Quello di Guadagnino è probabilmente il film italiano di cui si è parlato di più in questi giorni di attesa della Mostra, ma quest’anno la selezione dei titoli nostrani è particolarmente varia e stuzzicante. C’è grande attesa attorno a L’immensità di Emanuele Crialese, anche lui autore di un film che è un ritorno all’adolescenza, quindi alla Roma degli anni Settanta e alle canzoni di Raffaella Carrà, attraverso la storia di Clara (interpretata da Penélope Cruz). Poi, ovviamente, in ordine di hype viene Siccità di Virzì, che partecipa alla Mostra fuori concorso con un film dalla premessa assai attuale – una Roma “californiana” in cui non piove ormai da tre anni – e il solito super cast: Monica Bellucci, Claudia Pandolfi, Silvio Orlando, Valerio Mastandrea e Vinicio Marchioni. È in concorso invece Il Signore delle Formiche di Gianni Amelio, film a metà tra i biopic e il legal drama che racconta la storia del processo al poeta e drammaturgo Aldo Braibanti, interpretato da Luigi Lo Cascio.

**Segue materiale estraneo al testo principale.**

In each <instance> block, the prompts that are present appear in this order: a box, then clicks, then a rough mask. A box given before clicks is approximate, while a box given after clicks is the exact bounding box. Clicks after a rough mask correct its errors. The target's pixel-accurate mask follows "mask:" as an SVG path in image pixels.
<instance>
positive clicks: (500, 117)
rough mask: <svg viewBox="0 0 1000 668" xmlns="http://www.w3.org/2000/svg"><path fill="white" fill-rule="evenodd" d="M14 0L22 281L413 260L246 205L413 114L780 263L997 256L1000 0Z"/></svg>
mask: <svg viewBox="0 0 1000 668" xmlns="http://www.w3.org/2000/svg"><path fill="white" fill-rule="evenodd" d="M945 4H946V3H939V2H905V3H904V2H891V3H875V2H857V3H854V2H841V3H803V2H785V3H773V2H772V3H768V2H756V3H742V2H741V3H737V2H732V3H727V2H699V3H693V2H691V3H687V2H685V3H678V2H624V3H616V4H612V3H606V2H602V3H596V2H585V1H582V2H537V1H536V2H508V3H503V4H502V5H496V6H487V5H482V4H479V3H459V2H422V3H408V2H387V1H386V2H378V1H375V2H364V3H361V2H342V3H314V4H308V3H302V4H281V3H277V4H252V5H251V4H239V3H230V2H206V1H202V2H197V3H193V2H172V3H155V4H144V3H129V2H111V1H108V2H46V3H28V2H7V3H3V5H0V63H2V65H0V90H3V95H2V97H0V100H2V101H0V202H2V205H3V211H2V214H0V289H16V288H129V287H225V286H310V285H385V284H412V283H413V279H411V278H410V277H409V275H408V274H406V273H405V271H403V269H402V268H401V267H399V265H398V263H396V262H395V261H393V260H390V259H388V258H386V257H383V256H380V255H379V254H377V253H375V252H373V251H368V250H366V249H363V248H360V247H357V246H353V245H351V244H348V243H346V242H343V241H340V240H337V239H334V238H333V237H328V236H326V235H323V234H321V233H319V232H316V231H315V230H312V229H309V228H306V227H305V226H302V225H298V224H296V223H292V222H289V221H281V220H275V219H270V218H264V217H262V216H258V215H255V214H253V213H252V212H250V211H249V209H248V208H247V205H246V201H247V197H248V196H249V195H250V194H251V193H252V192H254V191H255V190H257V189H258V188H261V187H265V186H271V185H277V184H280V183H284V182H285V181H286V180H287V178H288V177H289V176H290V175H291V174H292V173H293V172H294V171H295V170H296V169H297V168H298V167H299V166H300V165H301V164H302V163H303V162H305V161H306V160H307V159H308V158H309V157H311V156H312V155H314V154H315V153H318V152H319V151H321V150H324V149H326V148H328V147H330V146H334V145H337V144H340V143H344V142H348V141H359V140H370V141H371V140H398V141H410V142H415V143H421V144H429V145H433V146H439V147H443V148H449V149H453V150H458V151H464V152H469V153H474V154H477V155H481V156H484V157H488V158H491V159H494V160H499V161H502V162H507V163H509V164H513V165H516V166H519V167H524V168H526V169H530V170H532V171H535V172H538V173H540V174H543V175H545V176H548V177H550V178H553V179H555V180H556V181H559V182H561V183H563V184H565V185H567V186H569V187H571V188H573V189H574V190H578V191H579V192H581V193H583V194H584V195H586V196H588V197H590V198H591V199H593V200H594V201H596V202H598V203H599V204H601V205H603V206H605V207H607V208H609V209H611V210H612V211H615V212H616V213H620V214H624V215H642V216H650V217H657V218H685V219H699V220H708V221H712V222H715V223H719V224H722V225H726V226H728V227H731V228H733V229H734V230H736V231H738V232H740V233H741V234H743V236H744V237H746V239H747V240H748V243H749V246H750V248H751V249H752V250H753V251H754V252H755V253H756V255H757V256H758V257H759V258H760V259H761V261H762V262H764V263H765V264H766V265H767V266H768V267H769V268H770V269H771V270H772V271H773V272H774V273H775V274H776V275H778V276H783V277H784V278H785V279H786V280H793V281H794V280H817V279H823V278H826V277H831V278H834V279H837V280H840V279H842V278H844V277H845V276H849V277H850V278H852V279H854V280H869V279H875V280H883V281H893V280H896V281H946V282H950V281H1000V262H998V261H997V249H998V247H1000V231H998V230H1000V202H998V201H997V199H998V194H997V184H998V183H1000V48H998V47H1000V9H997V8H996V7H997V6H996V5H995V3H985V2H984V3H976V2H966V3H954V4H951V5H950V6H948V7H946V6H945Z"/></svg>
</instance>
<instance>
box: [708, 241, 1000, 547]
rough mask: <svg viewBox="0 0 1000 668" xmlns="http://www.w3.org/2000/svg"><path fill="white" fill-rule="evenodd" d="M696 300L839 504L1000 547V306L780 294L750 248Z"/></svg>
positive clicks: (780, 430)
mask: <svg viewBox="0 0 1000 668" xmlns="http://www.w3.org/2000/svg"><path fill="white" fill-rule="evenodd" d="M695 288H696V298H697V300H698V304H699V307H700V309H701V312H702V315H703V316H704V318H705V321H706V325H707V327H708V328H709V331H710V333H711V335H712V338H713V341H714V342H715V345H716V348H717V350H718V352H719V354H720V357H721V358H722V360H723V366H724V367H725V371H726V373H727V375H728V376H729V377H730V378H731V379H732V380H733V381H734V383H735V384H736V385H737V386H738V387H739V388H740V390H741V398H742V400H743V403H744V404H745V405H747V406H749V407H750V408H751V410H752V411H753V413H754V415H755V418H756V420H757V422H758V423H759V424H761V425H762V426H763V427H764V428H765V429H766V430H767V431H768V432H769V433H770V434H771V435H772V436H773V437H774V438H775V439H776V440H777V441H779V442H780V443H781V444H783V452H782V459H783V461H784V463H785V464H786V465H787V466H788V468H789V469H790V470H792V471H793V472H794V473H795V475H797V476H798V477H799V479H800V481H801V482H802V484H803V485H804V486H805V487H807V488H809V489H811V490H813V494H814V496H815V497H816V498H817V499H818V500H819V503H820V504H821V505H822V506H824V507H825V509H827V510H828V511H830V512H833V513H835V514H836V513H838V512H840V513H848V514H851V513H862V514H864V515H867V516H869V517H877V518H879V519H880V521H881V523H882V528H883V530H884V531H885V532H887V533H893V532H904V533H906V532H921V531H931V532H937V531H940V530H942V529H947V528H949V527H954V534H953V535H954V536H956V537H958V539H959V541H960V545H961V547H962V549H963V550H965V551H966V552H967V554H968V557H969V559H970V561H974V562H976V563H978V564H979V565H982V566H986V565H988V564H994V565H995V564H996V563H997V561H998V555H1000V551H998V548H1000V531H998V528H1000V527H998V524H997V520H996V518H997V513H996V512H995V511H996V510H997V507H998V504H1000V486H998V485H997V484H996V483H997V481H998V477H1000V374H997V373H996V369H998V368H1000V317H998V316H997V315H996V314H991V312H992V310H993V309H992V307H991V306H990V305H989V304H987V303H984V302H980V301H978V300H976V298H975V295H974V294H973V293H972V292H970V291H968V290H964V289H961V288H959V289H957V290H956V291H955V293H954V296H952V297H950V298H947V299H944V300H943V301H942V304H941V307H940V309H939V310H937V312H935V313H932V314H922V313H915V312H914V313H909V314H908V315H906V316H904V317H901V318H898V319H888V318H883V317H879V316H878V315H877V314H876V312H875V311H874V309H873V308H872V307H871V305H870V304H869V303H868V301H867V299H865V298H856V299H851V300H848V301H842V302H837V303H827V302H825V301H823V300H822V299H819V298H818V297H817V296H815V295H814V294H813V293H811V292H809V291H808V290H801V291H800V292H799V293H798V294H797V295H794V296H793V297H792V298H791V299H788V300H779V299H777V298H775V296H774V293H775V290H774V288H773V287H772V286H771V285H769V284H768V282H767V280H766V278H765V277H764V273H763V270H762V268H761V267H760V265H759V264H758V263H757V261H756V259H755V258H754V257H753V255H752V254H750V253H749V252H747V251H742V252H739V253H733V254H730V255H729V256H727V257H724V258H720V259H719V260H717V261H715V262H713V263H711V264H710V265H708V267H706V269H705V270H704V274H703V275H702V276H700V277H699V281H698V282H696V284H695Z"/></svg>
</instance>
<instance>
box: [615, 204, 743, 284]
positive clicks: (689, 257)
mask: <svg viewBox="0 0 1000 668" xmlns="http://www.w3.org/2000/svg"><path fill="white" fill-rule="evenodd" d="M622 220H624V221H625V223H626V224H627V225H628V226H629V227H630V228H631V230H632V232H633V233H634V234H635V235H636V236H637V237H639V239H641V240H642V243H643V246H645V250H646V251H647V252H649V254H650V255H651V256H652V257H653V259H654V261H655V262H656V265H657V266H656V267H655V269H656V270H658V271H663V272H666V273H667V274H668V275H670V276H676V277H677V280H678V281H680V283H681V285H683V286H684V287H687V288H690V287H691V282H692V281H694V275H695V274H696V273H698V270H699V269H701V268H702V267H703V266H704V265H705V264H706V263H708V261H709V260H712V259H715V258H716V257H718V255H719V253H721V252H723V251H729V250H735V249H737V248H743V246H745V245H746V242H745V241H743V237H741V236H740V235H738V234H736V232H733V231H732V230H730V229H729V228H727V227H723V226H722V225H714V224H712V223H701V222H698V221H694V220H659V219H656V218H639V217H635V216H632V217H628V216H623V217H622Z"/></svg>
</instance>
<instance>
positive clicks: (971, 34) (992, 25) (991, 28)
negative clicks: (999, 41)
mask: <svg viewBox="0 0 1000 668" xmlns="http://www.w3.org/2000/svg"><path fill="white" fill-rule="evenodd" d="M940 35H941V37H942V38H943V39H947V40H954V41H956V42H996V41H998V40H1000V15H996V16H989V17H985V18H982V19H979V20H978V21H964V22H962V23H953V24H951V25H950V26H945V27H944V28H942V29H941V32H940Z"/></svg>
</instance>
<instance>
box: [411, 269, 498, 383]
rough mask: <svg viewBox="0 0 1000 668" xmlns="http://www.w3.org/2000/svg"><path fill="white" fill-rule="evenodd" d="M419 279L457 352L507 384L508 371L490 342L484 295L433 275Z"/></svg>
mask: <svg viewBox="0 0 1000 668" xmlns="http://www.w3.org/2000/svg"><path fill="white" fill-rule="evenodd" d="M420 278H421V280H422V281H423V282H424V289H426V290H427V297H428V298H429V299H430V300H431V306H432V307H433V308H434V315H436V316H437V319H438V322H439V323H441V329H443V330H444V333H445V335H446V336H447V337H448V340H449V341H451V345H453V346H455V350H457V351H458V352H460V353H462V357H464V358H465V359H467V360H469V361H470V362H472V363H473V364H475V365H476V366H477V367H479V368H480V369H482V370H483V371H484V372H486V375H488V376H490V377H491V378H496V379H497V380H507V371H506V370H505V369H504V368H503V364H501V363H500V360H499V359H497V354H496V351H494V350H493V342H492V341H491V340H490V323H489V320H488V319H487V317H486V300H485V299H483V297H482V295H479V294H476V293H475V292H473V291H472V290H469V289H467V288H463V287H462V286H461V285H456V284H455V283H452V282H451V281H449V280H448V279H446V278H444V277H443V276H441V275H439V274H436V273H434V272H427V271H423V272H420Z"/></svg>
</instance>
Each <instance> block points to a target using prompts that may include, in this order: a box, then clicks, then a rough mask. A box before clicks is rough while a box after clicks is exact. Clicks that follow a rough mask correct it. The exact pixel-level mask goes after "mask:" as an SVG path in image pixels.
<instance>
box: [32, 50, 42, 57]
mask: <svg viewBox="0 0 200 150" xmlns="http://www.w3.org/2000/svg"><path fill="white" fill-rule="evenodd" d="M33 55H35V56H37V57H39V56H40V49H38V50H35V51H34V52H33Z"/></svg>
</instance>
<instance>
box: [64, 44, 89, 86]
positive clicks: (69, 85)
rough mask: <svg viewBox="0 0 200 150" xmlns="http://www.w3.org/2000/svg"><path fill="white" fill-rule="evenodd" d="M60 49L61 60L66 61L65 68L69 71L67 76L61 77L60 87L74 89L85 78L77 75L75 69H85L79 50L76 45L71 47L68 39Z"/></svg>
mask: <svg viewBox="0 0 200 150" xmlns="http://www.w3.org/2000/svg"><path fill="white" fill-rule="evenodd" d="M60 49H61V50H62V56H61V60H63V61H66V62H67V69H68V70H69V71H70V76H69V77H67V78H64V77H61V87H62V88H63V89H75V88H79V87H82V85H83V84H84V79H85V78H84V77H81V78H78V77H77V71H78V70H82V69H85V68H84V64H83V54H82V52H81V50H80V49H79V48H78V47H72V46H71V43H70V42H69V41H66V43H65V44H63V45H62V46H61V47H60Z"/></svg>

Nonostante sia stato criticato per i pochi film diretti da donne sia tra quelli in concorso che tra quelli fuori, questa edizione della Mostra ha fatto della presenza di tante protagoniste femminili un punto d’orgoglio. Tilda Swinton in The Eternal Daughter di Joanna Hogg, Cate Blanchett – che per l’interpretazione di Lydia Tàr, prima donna a dirigere un’orchestra in Germania, ha imparato a leggere la musica e a dirigere davvero – in Tàr, Margherita Mazzucco (Lenù dell’Amica geniale) che dà il volto alla Santa Chiara di Susanna Nicchiarelli, Elodie che fa il suo esordio da attrice in Ti mangio il cuore. Anche se, probabilmente, la regista più attesa sul Lido quest’anno è Olivia Wilde con il suo Don’t worry darling. Sono in tanti a voler vedere questo film, per tante ragioni: perché potrebbe essere la consacrazione attoriale di Harry Styles, certo, ma anche – forse soprattutto – per vedere com’è venuto uno dei film dalle riprese più travagliate degli ultimi anni. All’inizio, infatti, il protagonista al posto di Styles doveva essere Shia LaBeouf ma, a causa delle denunce dell’ex fidanzata dell’attore, la cantante FKA Twigs, Wilde ha detto di essere stata costretta a licenziarlo per riportare la serenità sul set. LaBeouf, però, ha detto che non è stato affatto licenziato, se ne è andato lui di sua sponte. Poi è spuntato un video in cui si vede Wilde che, al telefono con LaBeouf, lo prega di tornare sullo stesso set dal quale diceva di averlo licenziato. Nel frattempo la co-protagonista del film, Florence Pugh, si è incazzata moltissimo con Wilde, non ha praticamente mai parlato di questo film sui social – di solito lei è molto attiva su Instagram – e ha detto che, finita la Mostra, non parteciperà a nessun altro evento previsto nella campagna promozionale. Chissà come ha preso, Pugh, la notizia che in questi giorni a Venezia ci sarebbe stato anche LaBeouf, a presentare Padre Pio, biopic sul santo di Pietrelcina diretto dal cattivo tenente Abel Ferrara.